Adding two words sometimes misbehaves because of CBW instruction

Question

What I need

Part of the program I am requested to write is an addition. The thing is that we are requested to define bytes and the convert them to words (signed extension) and only afterwards add them.

The problem

The addition sometimes does not give the desired output. For example, I am using the following:

data segment
    first     DB    183
    second    DB    94
data ends

code segment
start:

    mov ax,data
    mov ds,ax

    mov AX, 0
    mov AL, first
    cbw

    mov BX, AX
    mov AX, 0

    mov AL, second
    cbw

    add AX, BX

    mov ax, 4c00h
    int 21h

code ends
end start

94 (5E in hex) + 183 (B7 in hex) = 277 (115 in hex), but because of the first cbw, AX = FFB7 instead of B7. However, the second number remains AX = 5E as expected, so adding the two results in AX = 15 with CF = 1.
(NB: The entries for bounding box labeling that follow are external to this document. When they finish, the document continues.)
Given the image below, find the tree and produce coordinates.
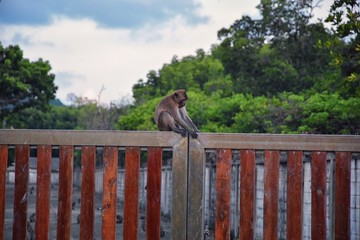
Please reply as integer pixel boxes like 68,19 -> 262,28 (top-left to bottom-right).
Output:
0,43 -> 57,124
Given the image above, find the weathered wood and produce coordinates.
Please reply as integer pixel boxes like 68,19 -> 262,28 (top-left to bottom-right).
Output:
286,151 -> 304,240
0,145 -> 8,239
80,146 -> 96,239
35,145 -> 51,240
56,146 -> 74,240
123,147 -> 140,239
0,129 -> 182,147
13,145 -> 30,239
146,147 -> 162,240
0,129 -> 360,152
311,152 -> 326,239
335,152 -> 351,240
102,147 -> 118,240
263,150 -> 280,240
240,150 -> 255,240
199,133 -> 360,152
171,138 -> 187,240
215,149 -> 231,240
187,139 -> 205,240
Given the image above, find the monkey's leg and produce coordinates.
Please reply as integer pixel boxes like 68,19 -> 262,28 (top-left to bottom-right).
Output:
158,112 -> 187,137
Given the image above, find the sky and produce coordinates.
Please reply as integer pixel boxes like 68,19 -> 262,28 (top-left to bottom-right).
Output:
0,0 -> 333,104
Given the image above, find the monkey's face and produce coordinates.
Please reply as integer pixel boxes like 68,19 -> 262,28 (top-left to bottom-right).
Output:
173,90 -> 187,108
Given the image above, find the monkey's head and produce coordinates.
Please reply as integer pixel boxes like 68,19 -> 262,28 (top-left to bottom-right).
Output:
173,89 -> 187,108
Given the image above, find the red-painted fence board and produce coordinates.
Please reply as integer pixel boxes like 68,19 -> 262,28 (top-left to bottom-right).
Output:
102,147 -> 118,240
240,150 -> 255,240
311,152 -> 326,239
56,146 -> 74,240
335,152 -> 351,239
286,151 -> 303,239
35,145 -> 51,239
263,151 -> 280,239
80,146 -> 96,239
123,147 -> 140,239
0,145 -> 8,239
13,145 -> 30,239
146,147 -> 162,240
215,149 -> 231,240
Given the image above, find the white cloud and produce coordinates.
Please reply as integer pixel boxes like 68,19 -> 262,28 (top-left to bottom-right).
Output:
0,0 -> 334,103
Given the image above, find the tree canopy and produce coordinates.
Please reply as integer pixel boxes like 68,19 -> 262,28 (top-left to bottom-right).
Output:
0,43 -> 57,123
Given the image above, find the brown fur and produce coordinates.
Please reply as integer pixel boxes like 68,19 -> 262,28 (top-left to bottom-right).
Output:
154,89 -> 199,138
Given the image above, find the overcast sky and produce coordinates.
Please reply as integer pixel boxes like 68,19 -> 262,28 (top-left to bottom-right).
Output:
0,0 -> 333,103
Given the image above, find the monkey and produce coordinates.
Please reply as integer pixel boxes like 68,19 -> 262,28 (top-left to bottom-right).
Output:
154,89 -> 200,138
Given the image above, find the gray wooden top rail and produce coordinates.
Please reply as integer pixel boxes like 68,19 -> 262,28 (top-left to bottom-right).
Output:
0,130 -> 360,239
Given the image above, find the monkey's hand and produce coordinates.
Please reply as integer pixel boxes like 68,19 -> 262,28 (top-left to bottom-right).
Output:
190,132 -> 198,139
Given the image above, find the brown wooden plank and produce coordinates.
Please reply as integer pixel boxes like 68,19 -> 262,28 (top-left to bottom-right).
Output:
171,138 -> 188,240
102,147 -> 118,240
35,145 -> 51,239
286,151 -> 303,239
56,146 -> 74,240
186,138 -> 206,240
311,152 -> 326,239
13,145 -> 30,239
146,147 -> 162,240
123,147 -> 140,239
335,152 -> 351,239
80,146 -> 96,239
0,145 -> 8,239
263,150 -> 280,239
240,150 -> 255,240
215,149 -> 231,240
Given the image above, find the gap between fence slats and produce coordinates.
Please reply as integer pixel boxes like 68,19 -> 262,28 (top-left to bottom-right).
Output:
0,145 -> 8,239
240,150 -> 255,240
80,146 -> 96,239
335,152 -> 351,239
102,147 -> 118,240
286,151 -> 303,240
123,147 -> 140,239
35,145 -> 51,240
56,146 -> 74,240
215,149 -> 231,240
263,150 -> 280,239
13,145 -> 30,239
146,147 -> 162,240
311,152 -> 326,239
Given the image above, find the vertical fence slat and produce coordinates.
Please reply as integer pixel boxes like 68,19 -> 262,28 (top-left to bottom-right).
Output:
56,146 -> 74,240
13,145 -> 30,239
102,147 -> 118,240
124,147 -> 140,239
286,151 -> 303,239
146,147 -> 162,239
240,150 -> 255,240
311,152 -> 326,239
80,146 -> 96,239
263,150 -> 280,239
171,138 -> 187,240
215,149 -> 231,239
187,139 -> 205,240
35,145 -> 51,239
335,152 -> 351,239
0,145 -> 8,239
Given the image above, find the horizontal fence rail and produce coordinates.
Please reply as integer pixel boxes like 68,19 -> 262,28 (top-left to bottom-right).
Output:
0,130 -> 360,239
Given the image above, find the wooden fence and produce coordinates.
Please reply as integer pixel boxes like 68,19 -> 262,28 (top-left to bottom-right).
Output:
0,130 -> 360,239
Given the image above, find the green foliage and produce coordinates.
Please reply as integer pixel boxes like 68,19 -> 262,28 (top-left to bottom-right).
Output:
0,43 -> 57,119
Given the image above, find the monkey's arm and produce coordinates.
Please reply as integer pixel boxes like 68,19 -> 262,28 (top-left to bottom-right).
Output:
175,116 -> 198,138
180,108 -> 200,132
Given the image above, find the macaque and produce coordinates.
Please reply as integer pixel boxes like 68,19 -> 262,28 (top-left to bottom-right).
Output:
155,89 -> 200,138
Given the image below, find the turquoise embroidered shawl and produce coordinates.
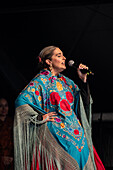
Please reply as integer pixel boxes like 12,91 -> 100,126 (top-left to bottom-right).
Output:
14,70 -> 96,170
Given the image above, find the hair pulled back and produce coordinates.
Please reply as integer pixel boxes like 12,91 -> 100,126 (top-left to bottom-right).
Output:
38,46 -> 58,69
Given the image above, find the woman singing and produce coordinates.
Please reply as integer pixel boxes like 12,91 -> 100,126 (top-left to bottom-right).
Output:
14,46 -> 104,170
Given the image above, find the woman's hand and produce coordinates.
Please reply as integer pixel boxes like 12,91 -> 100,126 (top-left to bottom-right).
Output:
77,63 -> 88,83
43,112 -> 58,122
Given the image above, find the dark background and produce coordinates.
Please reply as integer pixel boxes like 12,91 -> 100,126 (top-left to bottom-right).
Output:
0,0 -> 113,166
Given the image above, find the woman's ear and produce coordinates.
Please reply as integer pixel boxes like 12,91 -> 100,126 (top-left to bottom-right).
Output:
46,59 -> 51,65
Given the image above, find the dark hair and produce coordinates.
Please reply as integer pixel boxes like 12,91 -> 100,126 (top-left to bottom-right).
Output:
38,46 -> 58,69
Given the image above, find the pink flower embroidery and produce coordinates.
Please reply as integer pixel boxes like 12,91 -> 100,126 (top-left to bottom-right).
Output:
74,129 -> 79,135
66,91 -> 73,103
50,92 -> 61,105
29,82 -> 34,86
41,71 -> 49,75
60,99 -> 71,111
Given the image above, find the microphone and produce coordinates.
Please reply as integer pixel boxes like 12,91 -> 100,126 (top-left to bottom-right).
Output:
68,60 -> 94,75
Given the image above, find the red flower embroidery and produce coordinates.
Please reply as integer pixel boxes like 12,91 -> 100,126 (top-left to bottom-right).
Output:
74,129 -> 79,135
66,92 -> 73,103
78,148 -> 81,152
50,92 -> 61,105
29,82 -> 34,86
60,99 -> 71,111
35,90 -> 39,96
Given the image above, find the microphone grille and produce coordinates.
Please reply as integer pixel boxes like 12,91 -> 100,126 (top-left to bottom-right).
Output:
68,60 -> 75,66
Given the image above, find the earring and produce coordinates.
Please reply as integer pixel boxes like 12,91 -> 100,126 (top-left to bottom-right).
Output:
49,63 -> 52,74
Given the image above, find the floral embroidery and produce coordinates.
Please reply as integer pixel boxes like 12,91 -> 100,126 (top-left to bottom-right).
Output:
61,76 -> 66,83
55,118 -> 61,122
66,91 -> 73,103
31,88 -> 35,92
50,92 -> 61,105
60,99 -> 71,111
29,82 -> 34,86
35,90 -> 39,96
60,123 -> 65,128
74,129 -> 79,135
56,82 -> 63,91
40,71 -> 49,75
38,96 -> 42,101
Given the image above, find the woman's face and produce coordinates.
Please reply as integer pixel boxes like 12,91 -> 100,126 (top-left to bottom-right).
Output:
51,48 -> 66,75
0,99 -> 9,116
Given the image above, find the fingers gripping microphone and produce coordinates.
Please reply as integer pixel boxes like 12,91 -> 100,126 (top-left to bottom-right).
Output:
68,60 -> 94,75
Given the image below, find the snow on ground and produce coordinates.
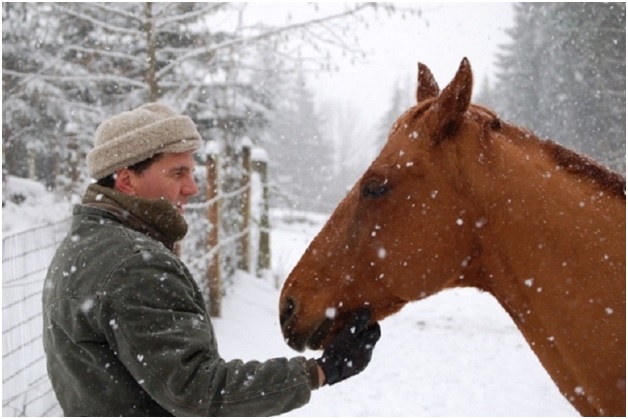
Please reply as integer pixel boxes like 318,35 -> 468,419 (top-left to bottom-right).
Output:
2,179 -> 577,417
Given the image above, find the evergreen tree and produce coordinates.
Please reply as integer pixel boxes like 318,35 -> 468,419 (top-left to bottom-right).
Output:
491,3 -> 626,171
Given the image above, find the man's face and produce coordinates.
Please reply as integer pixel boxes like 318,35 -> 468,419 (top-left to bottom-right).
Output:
119,151 -> 198,213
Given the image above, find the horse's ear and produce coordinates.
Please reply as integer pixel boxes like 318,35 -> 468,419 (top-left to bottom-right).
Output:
426,58 -> 473,144
416,63 -> 440,103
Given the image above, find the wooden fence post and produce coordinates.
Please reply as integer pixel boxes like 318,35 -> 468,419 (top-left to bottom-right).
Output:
239,145 -> 251,272
206,154 -> 222,317
253,148 -> 270,278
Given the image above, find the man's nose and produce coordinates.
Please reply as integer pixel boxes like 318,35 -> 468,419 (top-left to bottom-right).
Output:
182,176 -> 198,196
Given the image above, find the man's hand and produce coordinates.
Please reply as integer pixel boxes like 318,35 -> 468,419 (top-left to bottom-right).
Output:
316,308 -> 381,385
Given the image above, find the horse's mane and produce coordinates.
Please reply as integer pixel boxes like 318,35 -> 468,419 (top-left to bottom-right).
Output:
542,140 -> 626,199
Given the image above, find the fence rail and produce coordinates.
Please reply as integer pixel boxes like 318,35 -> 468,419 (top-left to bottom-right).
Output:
2,219 -> 69,416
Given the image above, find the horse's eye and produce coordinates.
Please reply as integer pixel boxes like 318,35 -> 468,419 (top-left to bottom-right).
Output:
362,179 -> 390,198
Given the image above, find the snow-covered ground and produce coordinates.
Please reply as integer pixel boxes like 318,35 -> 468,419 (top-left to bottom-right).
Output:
2,180 -> 577,417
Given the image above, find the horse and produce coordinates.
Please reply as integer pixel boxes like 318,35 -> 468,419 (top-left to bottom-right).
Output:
279,58 -> 626,416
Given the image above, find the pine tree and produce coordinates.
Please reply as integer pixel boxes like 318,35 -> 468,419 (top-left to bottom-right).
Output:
492,3 -> 626,171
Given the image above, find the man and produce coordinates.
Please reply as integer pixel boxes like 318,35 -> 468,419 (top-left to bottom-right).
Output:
43,104 -> 380,416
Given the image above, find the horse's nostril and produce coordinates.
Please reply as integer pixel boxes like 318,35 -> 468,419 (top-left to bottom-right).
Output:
279,297 -> 296,325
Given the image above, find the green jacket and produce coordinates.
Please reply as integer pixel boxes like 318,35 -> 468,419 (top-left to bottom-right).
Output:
43,187 -> 317,416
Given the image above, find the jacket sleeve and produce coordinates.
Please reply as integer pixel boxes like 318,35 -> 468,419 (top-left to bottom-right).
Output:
95,252 -> 316,416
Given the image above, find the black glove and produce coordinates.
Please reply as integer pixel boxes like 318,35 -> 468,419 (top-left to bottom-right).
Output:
316,308 -> 381,385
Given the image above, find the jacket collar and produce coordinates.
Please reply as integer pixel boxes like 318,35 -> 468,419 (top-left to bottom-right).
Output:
82,183 -> 188,250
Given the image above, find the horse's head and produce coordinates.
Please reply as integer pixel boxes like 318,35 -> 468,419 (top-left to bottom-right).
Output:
280,59 -> 487,350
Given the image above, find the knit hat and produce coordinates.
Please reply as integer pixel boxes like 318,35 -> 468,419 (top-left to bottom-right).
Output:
87,103 -> 201,180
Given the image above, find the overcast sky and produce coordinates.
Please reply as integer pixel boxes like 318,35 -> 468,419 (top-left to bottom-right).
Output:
312,2 -> 513,118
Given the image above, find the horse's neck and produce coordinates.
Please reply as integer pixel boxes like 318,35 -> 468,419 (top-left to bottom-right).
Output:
473,137 -> 626,413
476,137 -> 626,287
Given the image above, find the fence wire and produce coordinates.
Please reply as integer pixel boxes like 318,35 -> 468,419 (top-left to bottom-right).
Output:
2,219 -> 70,416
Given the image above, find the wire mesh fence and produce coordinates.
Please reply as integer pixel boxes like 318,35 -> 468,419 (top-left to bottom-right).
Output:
2,219 -> 69,416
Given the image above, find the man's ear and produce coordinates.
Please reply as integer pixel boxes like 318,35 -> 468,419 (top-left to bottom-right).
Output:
113,168 -> 135,195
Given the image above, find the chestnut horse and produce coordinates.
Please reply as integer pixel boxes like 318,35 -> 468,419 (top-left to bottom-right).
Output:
280,58 -> 626,416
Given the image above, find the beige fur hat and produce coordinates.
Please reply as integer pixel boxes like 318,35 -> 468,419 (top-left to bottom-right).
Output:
87,103 -> 201,180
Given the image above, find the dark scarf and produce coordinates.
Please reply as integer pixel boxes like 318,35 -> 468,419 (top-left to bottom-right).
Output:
83,183 -> 188,250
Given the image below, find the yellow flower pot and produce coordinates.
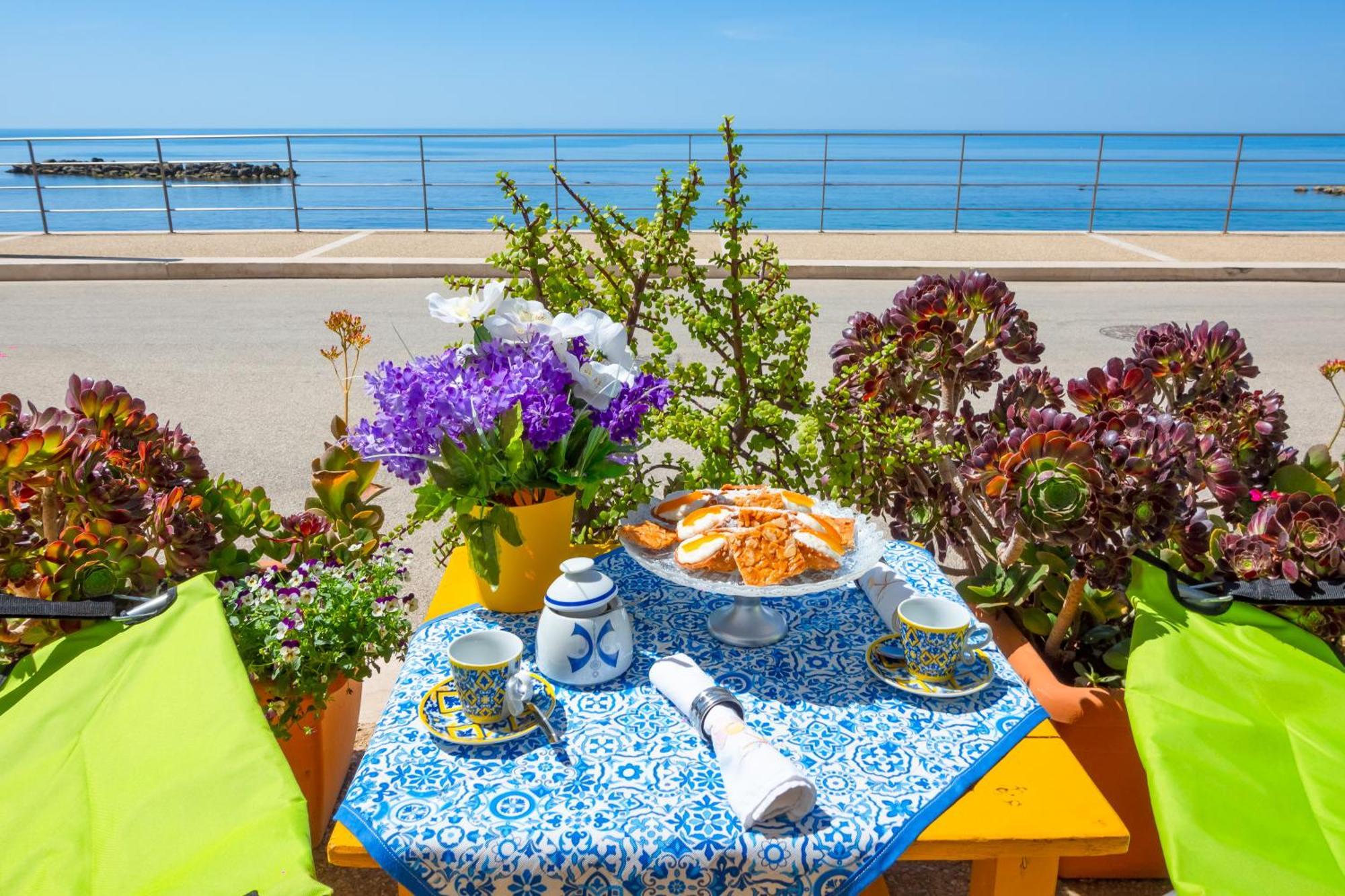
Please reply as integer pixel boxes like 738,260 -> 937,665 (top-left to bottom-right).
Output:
472,495 -> 574,614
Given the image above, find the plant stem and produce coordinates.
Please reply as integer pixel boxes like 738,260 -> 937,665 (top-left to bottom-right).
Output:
1046,575 -> 1084,663
1326,379 -> 1345,454
42,486 -> 61,542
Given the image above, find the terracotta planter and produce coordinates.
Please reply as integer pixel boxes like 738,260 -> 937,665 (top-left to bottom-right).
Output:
464,495 -> 574,614
983,614 -> 1167,877
253,678 -> 363,846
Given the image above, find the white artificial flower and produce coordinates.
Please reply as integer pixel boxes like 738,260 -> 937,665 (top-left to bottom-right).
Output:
484,298 -> 555,343
561,351 -> 628,410
551,308 -> 636,410
553,308 -> 635,367
425,281 -> 504,324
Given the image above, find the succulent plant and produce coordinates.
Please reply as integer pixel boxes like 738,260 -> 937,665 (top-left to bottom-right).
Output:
1132,323 -> 1189,379
66,374 -> 159,446
1069,358 -> 1154,414
38,520 -> 161,600
989,367 -> 1065,432
1188,320 -> 1260,390
149,486 -> 219,577
0,394 -> 77,482
56,438 -> 153,525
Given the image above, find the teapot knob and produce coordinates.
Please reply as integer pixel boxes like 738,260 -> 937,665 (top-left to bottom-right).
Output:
561,557 -> 593,576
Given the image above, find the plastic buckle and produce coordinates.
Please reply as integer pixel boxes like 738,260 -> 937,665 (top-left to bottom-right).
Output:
112,587 -> 178,626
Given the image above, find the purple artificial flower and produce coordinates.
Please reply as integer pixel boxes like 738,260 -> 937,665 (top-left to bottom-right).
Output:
350,333 -> 574,485
593,372 -> 672,444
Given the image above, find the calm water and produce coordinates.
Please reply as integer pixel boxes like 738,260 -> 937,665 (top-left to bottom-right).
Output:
0,129 -> 1345,231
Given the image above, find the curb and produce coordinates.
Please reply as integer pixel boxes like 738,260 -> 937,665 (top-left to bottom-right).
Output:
0,257 -> 1345,282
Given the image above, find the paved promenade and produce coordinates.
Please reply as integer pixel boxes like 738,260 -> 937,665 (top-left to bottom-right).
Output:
0,230 -> 1345,282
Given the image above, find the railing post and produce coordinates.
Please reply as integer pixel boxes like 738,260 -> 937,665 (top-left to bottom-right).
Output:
952,134 -> 967,233
155,137 -> 174,233
1088,133 -> 1107,233
1224,133 -> 1247,233
24,140 -> 51,233
416,134 -> 429,233
818,133 -> 831,233
551,133 -> 561,220
285,133 -> 299,233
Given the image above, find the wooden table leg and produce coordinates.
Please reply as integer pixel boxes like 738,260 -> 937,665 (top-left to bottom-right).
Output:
970,856 -> 1060,896
859,877 -> 892,896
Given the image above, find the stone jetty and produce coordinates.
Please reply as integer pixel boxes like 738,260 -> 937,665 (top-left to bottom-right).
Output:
9,156 -> 299,180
I found this page about CBW where it states that "This instruction will set AH to 0FFh if the sign bit (bit 7) of AL is set", which is my case, because B7 is 1011 0111 in binary.

Am I missing something? Should I interpret the carry flag in some way? Why am I not obtaining 115 (hex) ?

Thanks in advance.

Answer 1

94 (5E in hex) + 183 (B7 in hex) = 277 (115 in hex), but because of the first cbw, AX = FFB7 instead of B7. However, the second number remains AX = 5E as expected, so adding the two results in AX = 15 with CF = 1. ... Why am I not obtaining 115 (hex)

The result depends on whether the values should be viewed as signed or unsigned.

For signed, you should fill the upper byte with the most significant bit of the lower byte. This can be done with the MOVSX instruction (e.g. MOVSX AX,AL) or with CBW (CBW only works if the operand is in AL).

The byte 0xB7 sign-extended to a word equals -73 (0xFFB7). So the expected result is 94 - 73 = 21 (0x15).

---

For unsigned, you should clear the upper byte. This can be done with the MOVZX instruction (e.g. MOVZX AX,AL) or by XOR:ing the upper byte with itself (e.g. XOR AH,AH).

The byte 0xB7 zero-extended to a word equals 183 (0x00B7). So the expected result is 94 + 183 = 277 (0x115).

Answer 2

Instead of cbw you can use the zero-extended move movzx AX, AL.

You don't need to store the bytes in AL register when using movzx instruction. An optimal code could read:

mov AL, first
movzx AX, AL

mov BL, second
movzx BX, BL

add AX, BX

Edit Thanks to Jester for his suggestion to optimize the code further by exploiting the possibility of using memory variable in movzx:

movzx AX,byte ptr [first]
movzx BX,byte ptr [second]
add AX, BX